People remember all kinds of things: phone numbers, grocery lists, historical dates. There are models in neuroscience that can explain this sort of “random recall.” But story memory is different. “When you recall a narrative, you never recall it verbatim,” says Misha Tsodyks from the Weizmann Institute of Science in Israel. Instead, you remember what the story is about. “You can give a one-sentence summary of Romeo and Juliet, but that sentence most likely doesn’t appear anywhere in the story,” Tsodyks says. This type of abstraction has made story memory more difficult to characterize than random recall.
Recently, Tsodyks and his colleagues tested the memories of 100 participants in an online study. Each subject read a short, first-person narrative and later wrote down what they recalled [2]. To analyze these written recollections, the researchers have now modeled the storage of a narrative in the brain as a tree-like structure. The “branches” provide a rough outline of the story on which the “leaves,” or individual memories, are arranged. When a person recalls a story, they recount these leaf-like memories as a sequence of sentences (one sentence for each leaf). But the sequence is not a grocery list; there’s a hierarchical structure—provided by the branches—that helps the person keep track of where they are in the story, Tsodyks explains.
Each person creates their own individual tree when committing a story to memory. To capture this diversity, Tsodyks and colleagues generated trees by randomly dividing a given story text into sections, then dividing those into subsections, and so on. The researchers limited both the number of levels and the number of divisions per level to four, reflecting how we can only concentrate on a few ideas at one time. The end result of this procedure is a set of “chunks” of text of varying lengths, where each chunk corresponds to a single memory, or leaf, in the tree. A short chunk implies that the corresponding memory is a specific detail, whereas a long chunk is a broad memory that, for example, summarizes several events from the story.
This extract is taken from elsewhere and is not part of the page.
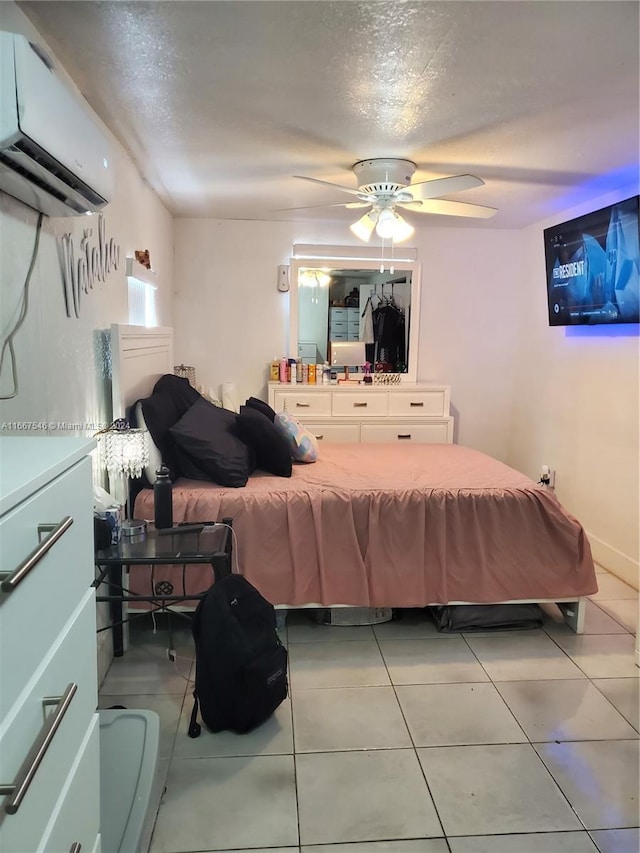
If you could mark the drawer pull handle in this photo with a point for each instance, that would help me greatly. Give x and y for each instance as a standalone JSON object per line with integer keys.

The researchers generated a large number of trees and compiled several statistics. They found that the average length of a recalled story grows with the length of the original story but reaches a plateau for very long stories. The model also predicts the level of compression, which is the number of sentences in the original story that are represented by a typical leaf.
With this model in hand, the team went back to the written responses from the earlier study and analyzed them with two artificial intelligence (AI) models, GPT-4 and DeepSeek. The AI algorithms mapped each sentence in a subject’s recollection to a chunk of sentences in the original story. For sentences corresponding to specific story details, the two AI algorithms made the same mapping. But they disagreed over more abstract memories, like “Romeo loves Juliet,” which correspond to large chunks of the original story. However, the overall statistical trends were the same, suggesting that the tree model is capturing aspects of memory organization. To explore the tree model further, Tsodyks plans to do similar experiments with other types of recall, such as remembering a two-person dialogue.
Neuroscientist Jeremy Manning from Dartmouth College in New Hampshire says that hierarchical structures have been used before in explaining stories, but the tree model offers a new framework in which broader, more “central” memories occupy lower branches. Taken together, these types of models “show that not all ‘events’ in a narrative are equally important or memorable,” he says.
“I am extremely enthusiastic about this work,” says memory researcher Janice Chen from Johns Hopkins University in Maryland. She says that psychologists have studied human stories for over a century, but they have been limited by the difficulty of analyzing large numbers of subjective recollections. Tsodyks and colleagues have shown how AI tools can break through this barrier, Chen says. “I think this is the beginning of a new field of powerful computational research on narratives and memory.”
–Michael Schirber
Michael Schirber is a Corresponding Editor for Physics Magazine based in Lyon, France.
References
- W. Zhong et al., “Random tree model of meaningful memory,” Phys. Rev. Lett. 134, 237402 (2025).
- A. Georgiou et al., “Large-scale study of human memory for meaningful narratives,” Learn. Mem. 32, a054043 (2025).